Main Entrance of the Cathedral at "Plaza del Obradoiro . Santiago de Compostela Cathedral, Galicia, Spain. The cathedral is the reputed burial-place of Saint James the Great, one of the apostles of Jesus Christ.
Construction of the present cathedral began in 1075 under the reign of Alfonso VI of Castile (1040-1109) and the patronage of bishop Diego Peláez. It was built mostly in granite. Construction was halted several times and, according to the Liber Sancti Iacobi, the last stone was laid in 1122. But by then, the construction of the cathedral was certainly not finished. The cathedral was consecrated in 1128 in the presence of king Alfonso IX of Leon.
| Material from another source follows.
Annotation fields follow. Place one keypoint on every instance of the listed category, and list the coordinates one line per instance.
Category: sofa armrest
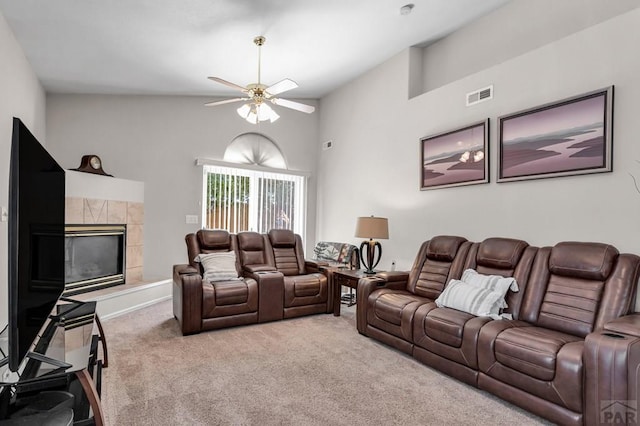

According to the Codex Calixtinus the architects were "Bernard the elder, a wonderful master", his assistant Rotbertus and, later possibly, "Esteban, master of the cathedral works". In the last stage "Bernard, the younger" was in charge of the building. He also constructed a monumental fountain in front of the north portal in 1122.
The church became an episcopal see in 1075 and, due to its growing importance as a place of pilgrimage, it was soon raised to an archiepiscopal see by pope Urban II in 1100. A university was added in 1495.
The cathedral has been embellished and expanded between the 16th and the 18th century.
It is the destination of the Way of St. James (popularly known by its local denominations: Galician Camiño de Santiago, Portuguese Caminho de Santiago, Spanish Camino de Santiago, French Chemin de St. Jacques, German Jakobsweg, and so on), a major historical pilgrimage route since the Middle Ages.
According to legend, the apostle Saint James the Great brought the Message of Christ to the Celts in the Iberian Peninsula. In 44 AD he was beheaded in Jerusalem. His remains were later brought back to Galicia, Spain.